Moskau/Kiel | Was macht ein U-Boot der russischen Marine in der Ostsee vor Schleswig-Holstein? Am Sonntagabend schob sich die 70 Meter lange „Vladikavkaz“ in den Fehmarnbelt – begleitet von einem russischen Schlepper sowie einem Patrouillenboot der dänischen Marine. Wie die Kieler Nachrichten berichten, sind Auftrag und Ziel des aus Murmansk stammenden Bootes unbekannt.

Die russische Marine zeigte zuletzt verstärkt Präsenz auf der Ostsee. So schwamm im Juli 2017 das russische Atom-U-Boot „Dmitriy Donskoy“, ein Koloss von 172 Metern Länge, für mehrere Wochen durch die Ostsee, im Juni machte der russische Aufklärer „Syzran“ Halt vor Kiel, wo unter anderem der Funkverkehr abgehört wurde. Das Abhörschiff stand bis zu seiner Heimkehr nach Russland Ende Juni unter der Beobachtung der Bundespolizei.
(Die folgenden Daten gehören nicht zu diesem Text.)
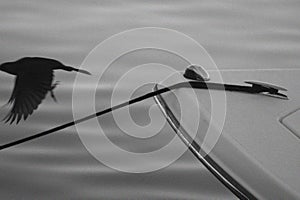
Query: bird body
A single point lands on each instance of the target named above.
(34, 79)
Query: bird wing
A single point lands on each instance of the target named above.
(29, 91)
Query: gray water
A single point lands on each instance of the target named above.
(237, 34)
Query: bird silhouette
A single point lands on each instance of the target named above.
(34, 79)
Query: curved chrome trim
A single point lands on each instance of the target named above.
(206, 160)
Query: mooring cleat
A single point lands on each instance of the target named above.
(196, 72)
(268, 89)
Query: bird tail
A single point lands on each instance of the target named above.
(82, 71)
(68, 68)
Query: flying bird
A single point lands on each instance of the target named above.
(34, 79)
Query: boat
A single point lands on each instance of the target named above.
(256, 153)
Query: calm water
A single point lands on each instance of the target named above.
(238, 35)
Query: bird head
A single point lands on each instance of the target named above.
(6, 67)
(3, 67)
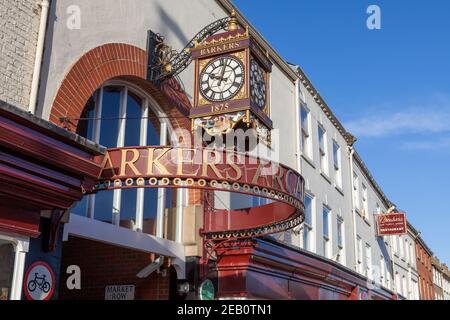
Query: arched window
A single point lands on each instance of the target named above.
(119, 115)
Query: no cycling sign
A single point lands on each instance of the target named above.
(39, 281)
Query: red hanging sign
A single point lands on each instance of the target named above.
(391, 224)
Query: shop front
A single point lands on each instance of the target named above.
(44, 170)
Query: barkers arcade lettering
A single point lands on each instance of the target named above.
(210, 169)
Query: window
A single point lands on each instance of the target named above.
(369, 261)
(7, 257)
(383, 271)
(323, 149)
(117, 116)
(305, 139)
(407, 251)
(307, 225)
(405, 287)
(356, 190)
(359, 254)
(398, 286)
(326, 232)
(365, 212)
(388, 275)
(400, 244)
(340, 240)
(394, 245)
(337, 164)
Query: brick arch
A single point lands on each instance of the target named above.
(114, 61)
(124, 62)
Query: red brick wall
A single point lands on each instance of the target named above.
(424, 269)
(102, 264)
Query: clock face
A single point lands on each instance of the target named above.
(257, 84)
(221, 79)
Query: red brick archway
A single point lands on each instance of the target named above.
(114, 61)
(117, 61)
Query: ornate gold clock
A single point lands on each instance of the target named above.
(231, 84)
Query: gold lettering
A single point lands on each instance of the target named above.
(107, 164)
(155, 161)
(207, 164)
(233, 165)
(277, 178)
(124, 162)
(181, 161)
(258, 175)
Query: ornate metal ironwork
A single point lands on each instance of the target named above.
(165, 62)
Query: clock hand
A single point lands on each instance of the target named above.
(222, 73)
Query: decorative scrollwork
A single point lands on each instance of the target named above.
(171, 62)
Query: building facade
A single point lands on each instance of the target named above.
(77, 81)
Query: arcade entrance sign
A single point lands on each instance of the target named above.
(211, 169)
(391, 224)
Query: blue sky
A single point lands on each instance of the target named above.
(390, 87)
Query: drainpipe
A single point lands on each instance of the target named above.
(355, 241)
(38, 58)
(394, 284)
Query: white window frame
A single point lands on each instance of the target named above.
(356, 191)
(368, 255)
(340, 229)
(365, 202)
(305, 139)
(327, 239)
(337, 164)
(323, 154)
(382, 271)
(308, 227)
(359, 258)
(147, 103)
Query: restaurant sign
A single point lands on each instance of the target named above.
(391, 224)
(211, 169)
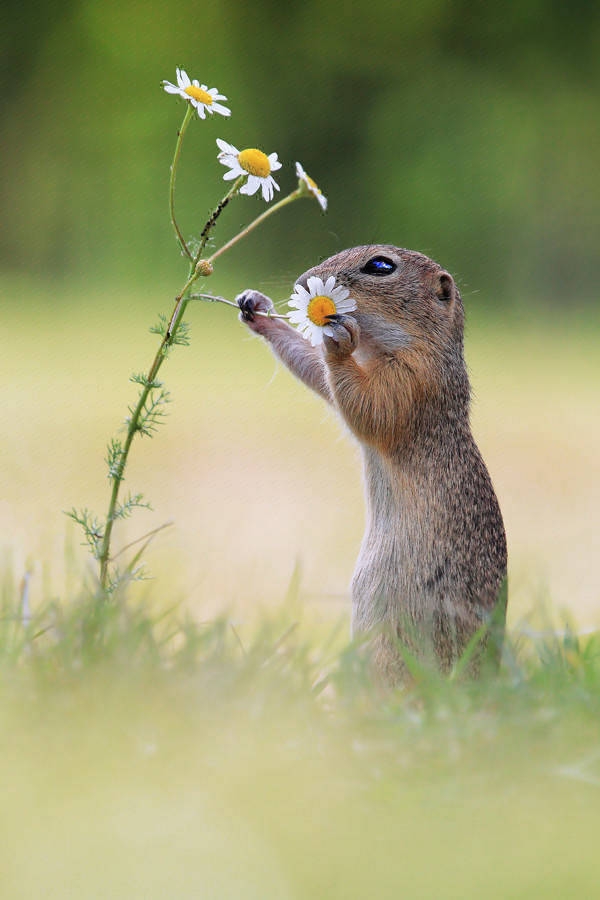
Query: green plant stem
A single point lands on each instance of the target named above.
(181, 301)
(180, 135)
(295, 195)
(133, 424)
(205, 234)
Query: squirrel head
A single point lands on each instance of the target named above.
(404, 299)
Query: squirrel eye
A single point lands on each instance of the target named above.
(379, 265)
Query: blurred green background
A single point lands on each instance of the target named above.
(467, 131)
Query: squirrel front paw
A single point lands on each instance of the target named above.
(344, 339)
(253, 302)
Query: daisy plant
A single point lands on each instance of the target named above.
(250, 170)
(313, 306)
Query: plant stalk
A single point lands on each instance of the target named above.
(180, 135)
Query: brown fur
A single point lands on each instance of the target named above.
(433, 559)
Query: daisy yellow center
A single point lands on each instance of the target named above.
(319, 308)
(198, 94)
(255, 162)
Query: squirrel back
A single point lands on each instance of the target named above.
(432, 566)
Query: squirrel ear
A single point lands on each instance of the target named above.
(444, 289)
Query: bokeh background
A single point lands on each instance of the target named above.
(470, 132)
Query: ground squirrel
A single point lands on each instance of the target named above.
(432, 566)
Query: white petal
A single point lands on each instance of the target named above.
(251, 186)
(227, 148)
(344, 306)
(300, 295)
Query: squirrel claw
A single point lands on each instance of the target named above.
(247, 306)
(343, 340)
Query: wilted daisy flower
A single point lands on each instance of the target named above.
(311, 186)
(253, 163)
(201, 97)
(312, 307)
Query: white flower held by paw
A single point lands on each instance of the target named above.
(312, 307)
(309, 186)
(253, 163)
(201, 97)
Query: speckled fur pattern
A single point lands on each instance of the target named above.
(433, 557)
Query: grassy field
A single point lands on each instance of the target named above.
(235, 747)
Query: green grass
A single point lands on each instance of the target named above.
(150, 756)
(194, 753)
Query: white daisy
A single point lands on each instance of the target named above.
(312, 307)
(253, 163)
(310, 186)
(201, 97)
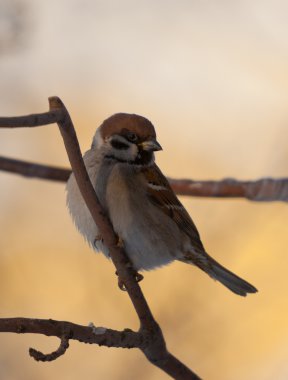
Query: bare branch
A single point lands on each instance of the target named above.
(265, 189)
(39, 356)
(85, 334)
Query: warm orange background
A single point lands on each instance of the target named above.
(212, 76)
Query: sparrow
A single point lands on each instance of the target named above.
(145, 213)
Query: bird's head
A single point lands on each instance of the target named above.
(127, 138)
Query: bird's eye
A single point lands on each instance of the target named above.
(132, 136)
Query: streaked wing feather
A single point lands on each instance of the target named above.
(161, 194)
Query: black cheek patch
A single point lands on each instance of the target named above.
(119, 145)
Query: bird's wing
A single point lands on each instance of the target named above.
(162, 196)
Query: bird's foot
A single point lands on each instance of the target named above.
(98, 239)
(138, 277)
(120, 242)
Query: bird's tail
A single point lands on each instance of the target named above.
(227, 278)
(230, 280)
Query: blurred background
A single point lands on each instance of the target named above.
(212, 76)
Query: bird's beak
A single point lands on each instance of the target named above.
(150, 145)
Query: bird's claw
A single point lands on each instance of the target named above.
(138, 277)
(120, 242)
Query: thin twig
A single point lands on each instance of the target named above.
(85, 334)
(40, 357)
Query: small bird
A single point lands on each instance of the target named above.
(145, 213)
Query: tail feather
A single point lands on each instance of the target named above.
(219, 273)
(230, 280)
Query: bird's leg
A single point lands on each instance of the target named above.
(120, 242)
(97, 238)
(138, 277)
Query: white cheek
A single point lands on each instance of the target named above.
(97, 140)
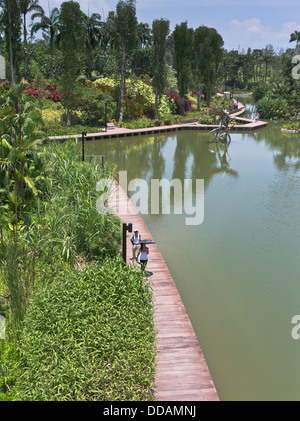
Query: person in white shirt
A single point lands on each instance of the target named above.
(144, 251)
(135, 241)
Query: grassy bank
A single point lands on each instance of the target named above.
(79, 324)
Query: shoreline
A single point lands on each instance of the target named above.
(246, 124)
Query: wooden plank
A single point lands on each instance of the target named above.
(182, 373)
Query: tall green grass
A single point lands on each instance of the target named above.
(89, 336)
(80, 323)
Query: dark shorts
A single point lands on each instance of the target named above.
(143, 263)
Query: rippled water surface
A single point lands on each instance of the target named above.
(238, 271)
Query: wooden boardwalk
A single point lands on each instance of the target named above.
(244, 125)
(182, 373)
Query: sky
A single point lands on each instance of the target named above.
(241, 23)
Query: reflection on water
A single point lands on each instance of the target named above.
(237, 272)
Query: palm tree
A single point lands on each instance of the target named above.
(28, 6)
(295, 36)
(50, 25)
(92, 27)
(11, 7)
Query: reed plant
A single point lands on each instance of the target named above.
(89, 335)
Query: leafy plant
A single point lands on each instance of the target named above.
(89, 335)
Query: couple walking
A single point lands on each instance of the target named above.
(138, 248)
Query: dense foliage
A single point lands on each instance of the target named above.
(89, 335)
(79, 323)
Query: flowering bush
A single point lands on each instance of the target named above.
(43, 90)
(174, 97)
(139, 96)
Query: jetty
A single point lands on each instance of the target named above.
(182, 373)
(244, 124)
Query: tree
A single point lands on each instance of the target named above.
(182, 59)
(11, 23)
(50, 25)
(198, 40)
(125, 25)
(71, 43)
(212, 52)
(27, 6)
(92, 27)
(295, 36)
(160, 30)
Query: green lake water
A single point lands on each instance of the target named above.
(238, 272)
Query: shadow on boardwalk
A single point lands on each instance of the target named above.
(182, 373)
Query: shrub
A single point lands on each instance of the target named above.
(89, 335)
(40, 89)
(274, 108)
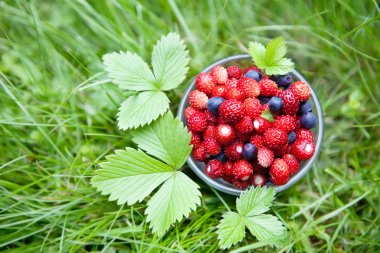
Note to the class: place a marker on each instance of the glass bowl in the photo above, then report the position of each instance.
(244, 61)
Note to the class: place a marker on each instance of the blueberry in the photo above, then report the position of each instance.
(249, 151)
(253, 74)
(305, 107)
(213, 104)
(275, 104)
(285, 80)
(308, 120)
(291, 137)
Doch warum das Ganze? Nach Meinung von Experten will Moskau mit den Einsätzen auf der Ostsee Stärke zeigen. „Es ist offensichtlich, dass derartige maritime Aktivitäten aus russischer Sicht geeignet sind, mit überschaubaren Mitteln Eindruck zu machen“, zitieren die Kieler Nachrichten Sebastian Bruns, Leiter der Abteilung Maritime Strategie und Sicherheit beim Institut für Sicherheitspolitik an der Uni Kiel. Demnach sei auch künftig damit zu rechnen, dass die russische Marine vermehrt Schiffe auf der Ostsee einsetzt.

Dabei sei jedoch zu beachten, dass die russische Marine erst in den vergangenen Jahren an Bedeutung gewonnen habe. „Sie kommt aus einem Tal – und da fällt die Steigerung eher auf, als wenn man eine hohe Einsatzbereitschaft hat wie beispielsweise die USA oder China“, bewertet Bruns die Vorkommnisse.